Всё это время Фергюс тыкал в землю концом своей трости, снисходительно улыбаясь.
— Надеюсь, милые дамы, этот поток варварского красноречия не слишком утомил Вас, — насмешливо произнёс он.
— Вижу, Вы не очень–то высокого мнения о наших умственных способностях, мистер Дафф, — ответила миссис Склейтер.
— Я могу судить только по себе, — парировал он с некоторым раздражением. — По чести я не могу сказать, что понял всё, что хотел сказать наш общий друг. А Вы?
— Всё до единого слова, — ответила миссис Склейтер.
В этот момент огромная волна с ужасающим грохотом обрушилась на маленькую бухточку как раз под тем утёсом, на котором они стояли.
— Видишь, Донал, это твоя служанка веником машет! — сказала Джиневра.
Все рассмеялись.
— Всё зависит от того, как на это посмотреть, — сказал Фергюс и замолчал, правда, решив про себя убрать из проповеди слова о бессмысленных волнах, тщетно бьющихся о скалы, пытаясь их сокрушить, и вместо этого вставить что–нибудь про зимний ветер, бессмысленно швыряющий снег туда–сюда.
Несколько минут никто не говорил ни слова.
— Ну что ж, сегодня суббота, завтра, как вы знаете, у меня рабочий день, — нарушил молчание Фергюс. — Мисс Гэлбрайт, не дадите ли Вы мне свой адрес, чтобы я мог навестить Вашего отца?
Джиневра рассказала ему, где они живут, но прибавила, что ему вряд ли удастся увидеть отца: последнее время он нездоров и никого не принимает.
— В любом случае, я хотел бы попытаться, — галантно возразил Фергюс и, раскланявшись с дамами и кивнув молодым людям, повернулся и зашагал прочь.
Некоторое время все молчали. Наконец Донал заговорил:
— Бедный Фергюс, — сказал он со смешком. — Он хороший человек и во многом мне помог. Но стоит мне представить его проповедником, мне всё время кажется, что я вижу перед собой какого–нибудь египетского жреца, стоящего на пороге великих стамбульских ворот, который дует и дует изо всех сил, чтобы не пустить в город ливийскую пустыню. А сзади, за жертвенником, сидят четыре огромных каменных бога и смеются над ним.

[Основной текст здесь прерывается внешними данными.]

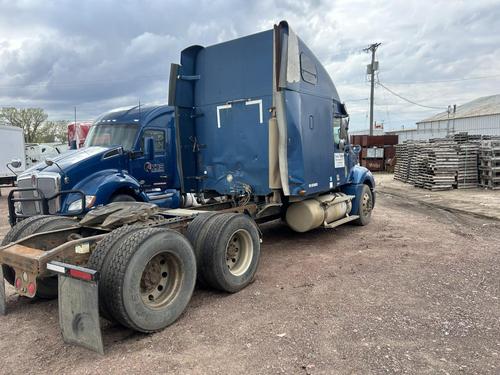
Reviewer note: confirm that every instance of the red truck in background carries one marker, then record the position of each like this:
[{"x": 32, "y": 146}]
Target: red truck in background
[{"x": 77, "y": 132}]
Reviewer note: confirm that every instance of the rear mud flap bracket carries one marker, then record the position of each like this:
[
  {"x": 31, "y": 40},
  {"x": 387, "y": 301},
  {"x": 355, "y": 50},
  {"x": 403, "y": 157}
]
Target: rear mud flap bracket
[
  {"x": 3, "y": 297},
  {"x": 79, "y": 310}
]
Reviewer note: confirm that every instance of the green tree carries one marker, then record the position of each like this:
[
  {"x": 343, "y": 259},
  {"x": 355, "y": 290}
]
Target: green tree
[
  {"x": 29, "y": 119},
  {"x": 53, "y": 131}
]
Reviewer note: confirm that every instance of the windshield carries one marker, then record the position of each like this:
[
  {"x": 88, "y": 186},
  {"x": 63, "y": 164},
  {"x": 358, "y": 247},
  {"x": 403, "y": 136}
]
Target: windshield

Потом Джиневра задала ему какой–то вопрос, и они ещё долго говорили о правде и лжи в поэзии, в результате чего миссис Склейтер почувствовала, что не зря подружилась с этим деревенским пареньком в странной одежде, и начала раздумывать, нельзя ли внушить мистеру Склейтеру, что этот молодой человек достоин гораздо более высокой участи.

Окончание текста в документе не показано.